Trimipramine is metabolized in the liver and enters the blood within two hours of ingestion. Although the drug is fast working, patients normally do not feel the effects until a few weeks after starting therapy. Trimipramine has a half-life of 16 to 40 hours and can stay in the system up to ten days after the last dose. Individuals taking Surmontil should not be on other antidepressants, medicine for high blood pressure, monoamine oxidase inhibitors (MAOIs), anticholinergic agents, seizure drugs, antihistamines or anxiolytics.
Antidepressants like Surmontil are normally not classified as being addictive, but individuals can develop a dependency after long-term use. Because Surmontil alters chemicals in the brain, people often feel as though they cannot live a normal life without it. If you quit Surmontil suddenly, then the withdrawal symptoms can also spark recurrence of use. Withdrawal from Surmontil can be quite intense and has been known to last weeks, depending on the person and dosage levels at the time of quitting. It is typically advised to stop taking Surmontil gradually, which helps alleviate withdrawals and allows the body more time to adjust and re-balance crucial chemicals in the brain. Before you stop taking trimipramine, it is recommended to talk with your primary care doctor and develop a plan to taper off the substance.

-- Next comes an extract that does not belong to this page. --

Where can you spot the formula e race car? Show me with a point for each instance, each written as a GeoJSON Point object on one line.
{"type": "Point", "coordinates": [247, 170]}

Going through a treatment plan is the first step in getting off Surmontil, but pursuing an aftercare program is just as important in the rehabilitation process. People who are taking Surmontil often have co-occurring disorders, like depression or alcohol dependency. These issues should be dealt with while quitting Surmontil to avoid recurrence of use down the road. A good aftercare program should feature some kind of individual and group therapy to help deal with some of these underlying issues. Given the widespread use of antidepressants, you can usually find a great treatment program that is close to your location.